Il sindaco accusa: «Canadair in ritardo»

L’allarme per rogo di domenica è partito oltre tre ore prima dell’arrivo dei due aerei decollati dalla base di Ciampino

SANTU LUSSURGIU. «Una vera vergogna». Così il sindaco Diego Loi ha commentato il ritardo nell’invio dei canadair, durante l’incendio che ha bruciato altri duecento ettari di pascoli alberati fra il comune del Montiferru e Borore. Le fiamme sono divampate domenica pomeriggio nelle contrade di Santa Filidiga, sa Poa e su Ziresu, fra la borgata di San Leonardo e il comune di Borore. Zone appena lambite dal grande rogo del 23, 24 e 25 luglio. Domenica non c’era il caldo infernale che in quei giorni favorì la corsa dell’incendio che devastò migliaia di ettari nel Montiferru e forse questo fatto, insieme al lavoro delle squadre di emergenza, ha evitato il peggio.
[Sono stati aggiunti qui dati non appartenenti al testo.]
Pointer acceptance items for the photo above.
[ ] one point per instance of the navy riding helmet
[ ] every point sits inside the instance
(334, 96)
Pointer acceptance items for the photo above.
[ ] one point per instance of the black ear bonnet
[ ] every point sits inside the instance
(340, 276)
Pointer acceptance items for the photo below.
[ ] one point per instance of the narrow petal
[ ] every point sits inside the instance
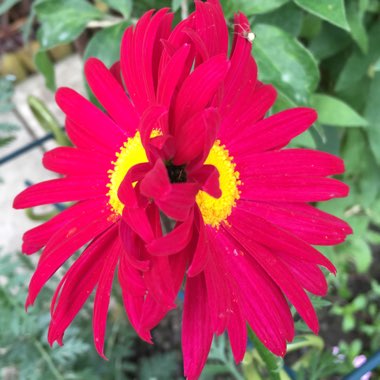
(103, 291)
(63, 245)
(273, 132)
(98, 126)
(192, 139)
(77, 285)
(37, 237)
(282, 188)
(72, 161)
(277, 239)
(290, 162)
(111, 95)
(173, 242)
(281, 276)
(60, 190)
(308, 223)
(199, 88)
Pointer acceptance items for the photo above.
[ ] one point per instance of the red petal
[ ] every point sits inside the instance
(111, 95)
(60, 190)
(103, 292)
(96, 126)
(77, 285)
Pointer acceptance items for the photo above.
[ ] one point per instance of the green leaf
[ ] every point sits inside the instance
(358, 64)
(105, 45)
(372, 114)
(361, 254)
(250, 7)
(285, 63)
(46, 67)
(63, 21)
(122, 6)
(289, 18)
(355, 18)
(332, 11)
(332, 111)
(330, 41)
(175, 5)
(7, 4)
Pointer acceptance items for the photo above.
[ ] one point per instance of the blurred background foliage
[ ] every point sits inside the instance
(324, 54)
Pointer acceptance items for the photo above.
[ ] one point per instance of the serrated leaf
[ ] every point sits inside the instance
(105, 45)
(250, 7)
(358, 64)
(334, 112)
(360, 253)
(372, 114)
(330, 41)
(332, 11)
(285, 63)
(63, 21)
(176, 5)
(7, 4)
(288, 17)
(355, 17)
(122, 6)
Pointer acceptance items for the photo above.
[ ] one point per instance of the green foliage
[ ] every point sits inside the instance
(63, 21)
(6, 105)
(332, 11)
(284, 62)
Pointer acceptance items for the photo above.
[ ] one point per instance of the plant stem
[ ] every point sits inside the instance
(48, 360)
(268, 358)
(184, 9)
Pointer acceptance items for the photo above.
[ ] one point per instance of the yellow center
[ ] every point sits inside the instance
(214, 210)
(217, 210)
(131, 154)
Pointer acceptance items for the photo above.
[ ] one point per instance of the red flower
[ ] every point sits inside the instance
(184, 141)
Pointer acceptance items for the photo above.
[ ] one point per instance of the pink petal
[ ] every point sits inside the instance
(211, 26)
(60, 190)
(192, 139)
(306, 222)
(77, 285)
(290, 162)
(37, 237)
(111, 95)
(63, 245)
(279, 274)
(72, 161)
(282, 188)
(273, 132)
(171, 75)
(174, 241)
(199, 88)
(201, 252)
(277, 239)
(103, 292)
(97, 126)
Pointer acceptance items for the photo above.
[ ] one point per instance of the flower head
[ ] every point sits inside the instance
(184, 140)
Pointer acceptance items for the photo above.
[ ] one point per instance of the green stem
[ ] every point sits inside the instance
(48, 360)
(268, 358)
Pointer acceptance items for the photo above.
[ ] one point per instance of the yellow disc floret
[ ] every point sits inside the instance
(217, 210)
(131, 154)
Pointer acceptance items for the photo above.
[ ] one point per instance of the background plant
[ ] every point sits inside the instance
(324, 54)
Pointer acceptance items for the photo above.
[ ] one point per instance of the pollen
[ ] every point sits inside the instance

Certo, la preoccupazione è stata tanta, anche perché la colonna di fumo che si levava da dietro il profilo del Montiferru era imponente. Al timore si è però subito affiancata la rabbia per il ripetersi di errori e ritardi che, in altre condizioni climatiche, possono portare a una situazione incontrollabile. «Alle 14.33 la sala operativa centrale della protezione civile ci ha informato dell’incendio e alle 17.47 stavamo ancora aspettando l’arrivo dei canadair», ha scritto il primo cittadino, che è anche consigliere regionale nelle file dei Progressisti. Parole confermate dall'archivio del sito Flightradar24.com, che mostra i due canadair levarsi in volo da Ciampino tra le 16.30 e le 17 e raggiungere il Montiferru fra le 17.45 e le 18. «Oltre che essere in avaria – ha denunciato Loi – i due canadair devono arrivare da Ciampino». C'è più o meno un’ora di volo fra lo scalo romano e la Sardegna, un tempo che in certe occasioni può essere determinante nel segnare la differenza fra un fuoco sotto controllo e uno che ormai dilaga, soprattutto quando il decollo non è immediato.

In questo caso, fra l’allerta della e la partenza dei canadair sembrerebbero essere passate almeno due ore, per un’attesa totale di tre ore che ha fatto montare rabbia e preoccupazione fra gli abitanti della zona. Le operazioni coordinate dal Corpo Forestale di Seneghe e Oristano, hanno visto in azione, oltre ai due canadair, gli elicoteri decollati da Bosa, Fenosu, Pula, Alà dei Sardi e San Cosimo. A terra hanno operato le squadre dei vigili del fuoco di Oristano e Macmorer, quelle di Forestas di Santu Lussurgiu, Cuglieri, Scano Montiferro, Abbasanta e Paulilatino, i barracelli di Santu Lussurgiu e Paulilatino e i volontari dell’associaizone SardegnaCentrale di Oristano. Una mobilitazione massiccia, che in giornate di emergenza diventa molto più complicata. Per Loi resta l’amarezza: «Non abbiamo ancora capito nulla, purtroppo. Le tragiche recenti esperienze non ci hanno insegnato nulla».